Onscreen keyboard? (like OSX's Keyboard Viewer)

On OSX you can have an onscreen keyboard shown (Preferences > Language & Text > Input Sources > mark "Keyboard & Character Viewer". You'll then have a new icon in the menu bar with the item "Show Keyboard Viewer")

From time to time I find this useful to figure out which modifier key to press to get a certain character, as the online keyboard changes when you press modifier keys (alt, ctrl, etc.). The latter is critical for me.

Is there something similar on Ubuntu?

enter image description here


Solution 1:

Onboard is installed by default, not sure if it is exactly what you are looking for but it is an option.enter image description here

Solution 2:

xvkbd is an option... http://packages.ubuntu.com/dapper/xvkbd

xvkbd is a virtual (graphical) keyboard program for X Window System which provides facility to enter characters onto other clients (softwares) by clicking on a keyboard displayed on the screen. This may be used for systems without a hardware keyboard such as kiosk terminals or handheld devices. This program also has facility to send characters specified as the command line option to another client.

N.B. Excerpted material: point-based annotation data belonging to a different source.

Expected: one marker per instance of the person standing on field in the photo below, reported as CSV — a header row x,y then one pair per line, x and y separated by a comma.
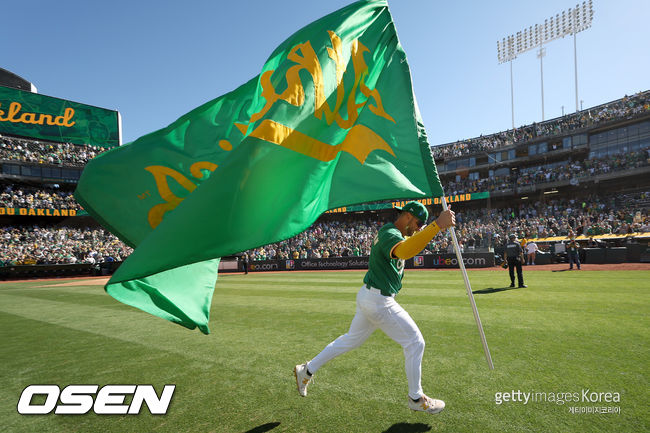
x,y
573,248
515,257
376,305
531,249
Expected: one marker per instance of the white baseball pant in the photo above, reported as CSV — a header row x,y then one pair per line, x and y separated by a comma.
x,y
377,311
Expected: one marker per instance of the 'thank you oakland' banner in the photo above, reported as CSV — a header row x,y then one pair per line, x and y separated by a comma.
x,y
32,115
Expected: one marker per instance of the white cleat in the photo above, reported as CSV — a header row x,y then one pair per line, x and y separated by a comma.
x,y
426,404
302,378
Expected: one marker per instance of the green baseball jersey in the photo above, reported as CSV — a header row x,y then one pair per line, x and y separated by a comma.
x,y
385,273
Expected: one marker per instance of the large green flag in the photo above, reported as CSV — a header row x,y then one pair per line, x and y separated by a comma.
x,y
330,121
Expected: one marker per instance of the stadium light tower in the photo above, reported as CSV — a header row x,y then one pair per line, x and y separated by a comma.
x,y
569,22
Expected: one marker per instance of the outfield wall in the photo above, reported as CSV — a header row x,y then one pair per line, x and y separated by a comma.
x,y
428,261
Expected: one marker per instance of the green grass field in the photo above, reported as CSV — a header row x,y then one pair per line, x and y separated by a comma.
x,y
566,333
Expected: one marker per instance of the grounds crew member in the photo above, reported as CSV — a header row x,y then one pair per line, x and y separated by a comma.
x,y
515,257
376,305
572,250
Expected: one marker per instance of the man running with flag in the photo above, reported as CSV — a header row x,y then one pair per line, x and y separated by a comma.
x,y
376,305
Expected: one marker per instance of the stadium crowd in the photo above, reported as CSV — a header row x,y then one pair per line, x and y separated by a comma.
x,y
29,245
475,228
567,170
627,107
16,149
18,196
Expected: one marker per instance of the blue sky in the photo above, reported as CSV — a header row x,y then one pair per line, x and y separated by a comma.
x,y
156,60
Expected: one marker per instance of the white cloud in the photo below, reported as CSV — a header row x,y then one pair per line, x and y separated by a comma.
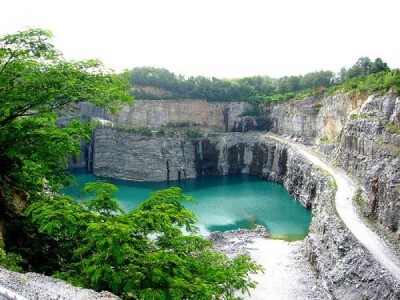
x,y
216,38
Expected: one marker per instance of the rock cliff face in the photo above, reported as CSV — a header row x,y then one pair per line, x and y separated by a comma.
x,y
120,154
361,134
313,119
339,260
369,149
217,116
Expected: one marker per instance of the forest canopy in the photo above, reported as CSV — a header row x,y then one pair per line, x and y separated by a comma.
x,y
256,89
141,254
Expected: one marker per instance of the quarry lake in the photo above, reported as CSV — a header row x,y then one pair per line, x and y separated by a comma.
x,y
223,203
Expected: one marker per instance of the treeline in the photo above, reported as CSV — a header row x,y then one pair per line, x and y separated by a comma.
x,y
259,89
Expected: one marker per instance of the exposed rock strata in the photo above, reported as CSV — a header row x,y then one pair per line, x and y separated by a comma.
x,y
123,155
346,268
371,152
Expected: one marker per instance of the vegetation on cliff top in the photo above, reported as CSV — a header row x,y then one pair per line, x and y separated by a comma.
x,y
142,254
363,76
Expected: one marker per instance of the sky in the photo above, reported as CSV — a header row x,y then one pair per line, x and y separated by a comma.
x,y
220,38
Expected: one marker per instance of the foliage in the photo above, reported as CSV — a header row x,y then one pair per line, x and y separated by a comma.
x,y
364,76
35,83
11,261
142,254
256,89
359,200
253,111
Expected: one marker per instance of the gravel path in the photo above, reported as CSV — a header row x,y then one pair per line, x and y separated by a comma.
x,y
344,206
288,274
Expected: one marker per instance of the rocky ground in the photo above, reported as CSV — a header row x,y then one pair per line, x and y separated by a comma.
x,y
287,274
34,286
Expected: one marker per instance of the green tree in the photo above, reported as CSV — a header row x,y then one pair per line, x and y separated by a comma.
x,y
35,83
142,254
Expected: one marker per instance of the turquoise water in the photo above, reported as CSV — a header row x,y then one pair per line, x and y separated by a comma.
x,y
223,203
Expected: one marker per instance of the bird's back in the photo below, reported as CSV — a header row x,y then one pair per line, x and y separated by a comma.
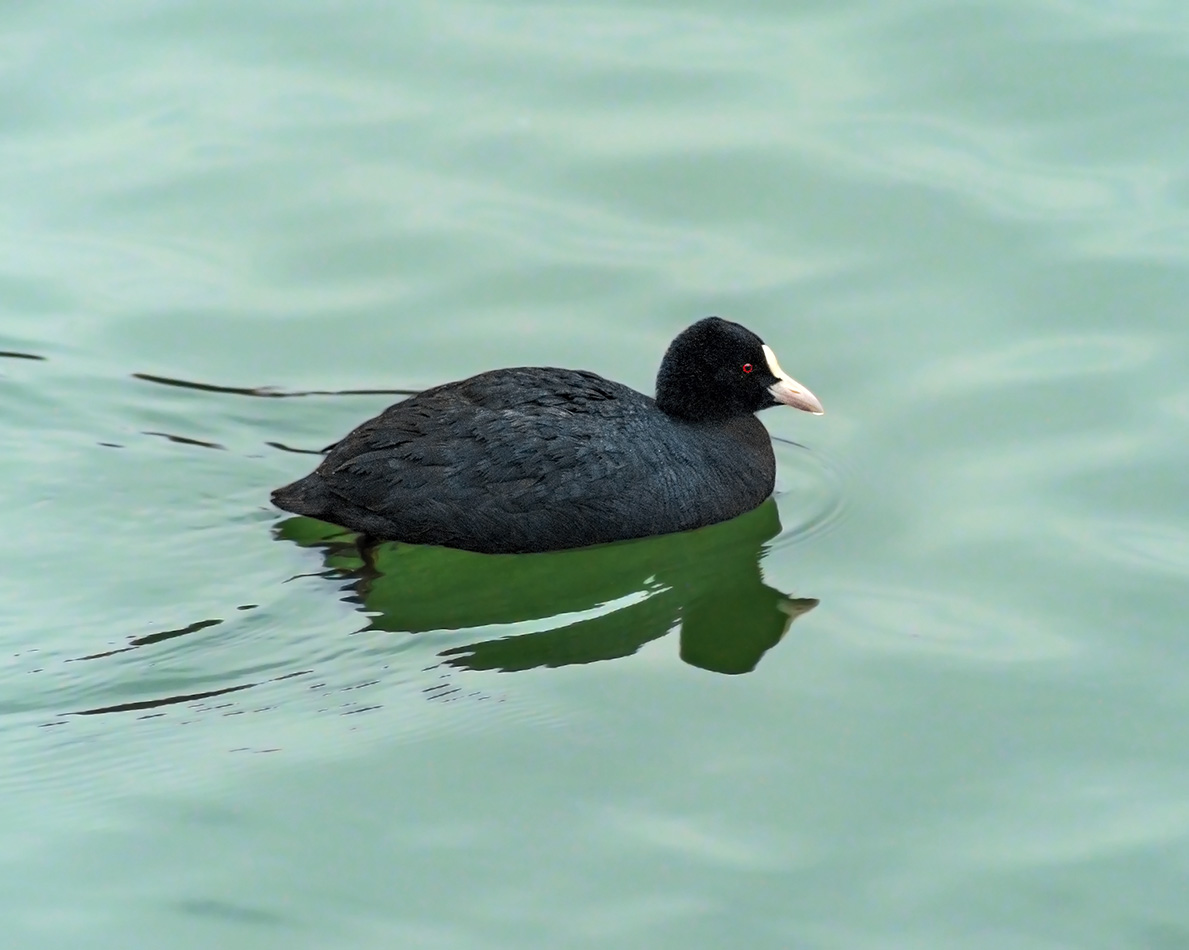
x,y
534,459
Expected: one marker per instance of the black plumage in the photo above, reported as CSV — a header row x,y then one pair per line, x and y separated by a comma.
x,y
536,459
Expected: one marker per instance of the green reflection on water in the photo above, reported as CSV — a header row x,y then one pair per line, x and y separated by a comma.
x,y
706,582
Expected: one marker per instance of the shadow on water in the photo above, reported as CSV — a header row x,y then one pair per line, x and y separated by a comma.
x,y
584,605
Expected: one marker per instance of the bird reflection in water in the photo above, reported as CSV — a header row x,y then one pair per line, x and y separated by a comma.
x,y
582,605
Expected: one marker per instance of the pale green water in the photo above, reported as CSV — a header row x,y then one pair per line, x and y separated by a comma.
x,y
963,226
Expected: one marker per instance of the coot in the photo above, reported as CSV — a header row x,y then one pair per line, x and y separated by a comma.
x,y
536,458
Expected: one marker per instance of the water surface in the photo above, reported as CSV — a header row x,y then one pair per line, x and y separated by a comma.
x,y
932,696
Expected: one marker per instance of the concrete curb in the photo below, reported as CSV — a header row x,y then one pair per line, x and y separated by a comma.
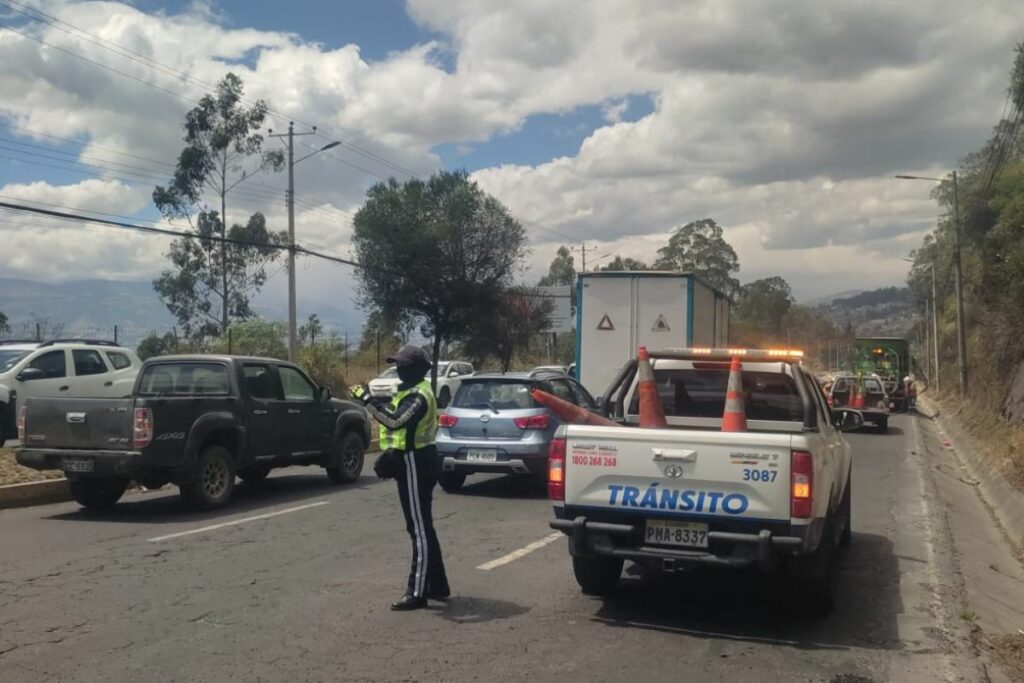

enter image description hereIllustration is from the net.

The same as matchbox-keyboard-im

Matchbox-keyboard is an on-screen 'virtual' or 'software' keyboard, designed for touch-screen devices running X.

Matchbox is a base environment for the X Window System running on non-desktop embedded platforms such as handhelds, set-top boxes, kiosks and anything else for which screen space, input mechanisms or system resources are limited.

This package provides a GTK+ input module for use with Matchbox-keyboard or other on-screen keyboards.

enter image description here

Illustration is from the net

Both they are in my repositories on Natty but further information can be reached on the official websites.

I remember to have used one of these when installed Jaunty on a Touch Screen HP Laptop, and can inform that it works pretty fine.

I hope this help.

Good luck!

Solution 3:

Florence seems to be quite a good option.

Florence is an extensible scalable virtual keyboard for GNOME.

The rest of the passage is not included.